Lieke van Deinsen
Bio
Lieke van Deinsen is an Assistant Research Professor Dutch Literature and Culture at KU Leuven and will join the department as the Queen Wilhelmina Chair in the Spring term of 2025. Her research focuses on the visual and textual representations of female authorship and authority in early modern Europe.
Her interdisciplinary approach combines a strong foundation in textual and literary analysis with expertise in material and visual cultures, enriched by the application of innovative digital methods. This is evident in her two major book publications. Her dissertation, published in 2017, examines processes of literary canon formation during periods of cultural crisis. Additionally, as a Rijksmuseum Fellow, she authored the first volume in the museum’s Studies in History series: The Panpoëticon Batavûm. The Portrait of the Author as a Celebrity.

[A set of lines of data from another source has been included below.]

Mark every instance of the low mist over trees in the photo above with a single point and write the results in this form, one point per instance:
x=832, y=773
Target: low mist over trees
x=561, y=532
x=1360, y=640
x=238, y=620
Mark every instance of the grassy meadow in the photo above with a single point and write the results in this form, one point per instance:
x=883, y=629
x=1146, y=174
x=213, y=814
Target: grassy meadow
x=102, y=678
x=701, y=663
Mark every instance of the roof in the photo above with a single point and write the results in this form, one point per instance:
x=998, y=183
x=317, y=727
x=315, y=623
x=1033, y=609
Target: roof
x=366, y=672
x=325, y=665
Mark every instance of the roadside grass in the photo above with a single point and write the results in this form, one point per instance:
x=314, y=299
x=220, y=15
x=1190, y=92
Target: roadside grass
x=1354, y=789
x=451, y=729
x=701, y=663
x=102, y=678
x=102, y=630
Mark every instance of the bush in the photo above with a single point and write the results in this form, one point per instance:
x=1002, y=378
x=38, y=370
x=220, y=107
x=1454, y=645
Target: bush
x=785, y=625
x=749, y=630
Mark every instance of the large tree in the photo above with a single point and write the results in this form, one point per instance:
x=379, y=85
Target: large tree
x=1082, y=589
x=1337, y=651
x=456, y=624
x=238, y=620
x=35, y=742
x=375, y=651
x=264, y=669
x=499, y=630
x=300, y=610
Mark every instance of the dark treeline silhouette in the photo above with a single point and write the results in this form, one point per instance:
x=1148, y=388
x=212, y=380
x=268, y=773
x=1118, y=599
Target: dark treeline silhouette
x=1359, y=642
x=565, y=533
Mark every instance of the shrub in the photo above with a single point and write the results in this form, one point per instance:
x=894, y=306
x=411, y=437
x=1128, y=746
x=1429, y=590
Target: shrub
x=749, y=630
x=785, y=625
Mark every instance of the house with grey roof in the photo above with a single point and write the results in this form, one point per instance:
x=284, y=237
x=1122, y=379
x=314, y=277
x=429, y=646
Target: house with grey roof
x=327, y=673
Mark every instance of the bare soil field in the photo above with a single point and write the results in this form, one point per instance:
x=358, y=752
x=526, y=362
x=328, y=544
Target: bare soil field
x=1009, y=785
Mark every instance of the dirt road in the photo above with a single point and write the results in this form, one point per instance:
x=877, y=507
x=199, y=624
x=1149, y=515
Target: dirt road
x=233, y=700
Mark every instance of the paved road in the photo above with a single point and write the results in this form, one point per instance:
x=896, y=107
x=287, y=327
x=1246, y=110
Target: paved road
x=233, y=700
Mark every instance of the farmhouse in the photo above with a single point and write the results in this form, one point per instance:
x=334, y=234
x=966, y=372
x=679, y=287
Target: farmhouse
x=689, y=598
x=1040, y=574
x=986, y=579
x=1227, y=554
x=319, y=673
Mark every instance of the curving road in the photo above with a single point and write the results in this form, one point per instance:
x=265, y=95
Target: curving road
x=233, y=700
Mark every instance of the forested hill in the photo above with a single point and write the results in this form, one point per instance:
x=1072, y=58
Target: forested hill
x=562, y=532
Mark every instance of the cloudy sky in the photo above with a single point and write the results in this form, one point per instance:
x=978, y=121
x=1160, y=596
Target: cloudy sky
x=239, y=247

Currently, she is working on two new monographs. In addition to her research, she serves on the editorial boards of Early Modern Low Countries (EMLC) and is co-organizing the upcoming Women and the Print-year at Museum Plantin-Moretus (Antwerp).
Courses
Spring 2025
- Learned Women from the Low Countries (and beyond) (3 credits)
Comparative Literature GU4000This weekly seminar course explores women’s historical involvement in the learned and literary world of Early Modern Europe. We will study contemporary debates on women’s intellectual capacities and their contributions to the intellectual field, with a specific focus on the Low Countries, as this course is organized as part of the Queen Wilhelmina Visiting Professorship of Dutch Studies.
In the past decades, historians from various disciplines have reassessed the contributions of women to early modern intellectual culture. Large-scale recovery projects, dictionaries of women writers, editions and anthologies of their works, and the rise of feminist bibliography have challenged the male-dominated historiographies and canons. The highly urbanized, literate, and cosmopolitan Low Countries proved to be a particularly interesting context, allowing women to participate in public life. By studying key players, crucial concepts and current as well as historical debates, connecting to a series of thematic and source-driven case studies, we will analyze the various ways in which women could leave their mark in the (patriarchal) world of learning, comprising the arts and sciences, as well as religious spheres.
After a general introduction to learned women in the early modern period, we delve deeper into various textual and visual representations of female learnedness. This analysis will be framed through theoretical concepts such as self-fashioning, posture and persona, alongside recent art-historical insights into the role of (authorial) portraits. Focusing on both well-known and lesser-known women, we will gain insights into women’s opportunities, hindrances, and experiences as evident from their works, in the broader social, cultural, political and economic contexts.
During the seminars, we will discuss and analyze primary sources and secondary literature from a variety of disciplinary perspectives, including literary history, art history and book history. The program includes working visits to the Rare Book and Manuscript Library of Butler Library and the Metropolitan Museum of Art. The course is taught in English. All readings will be available in translation.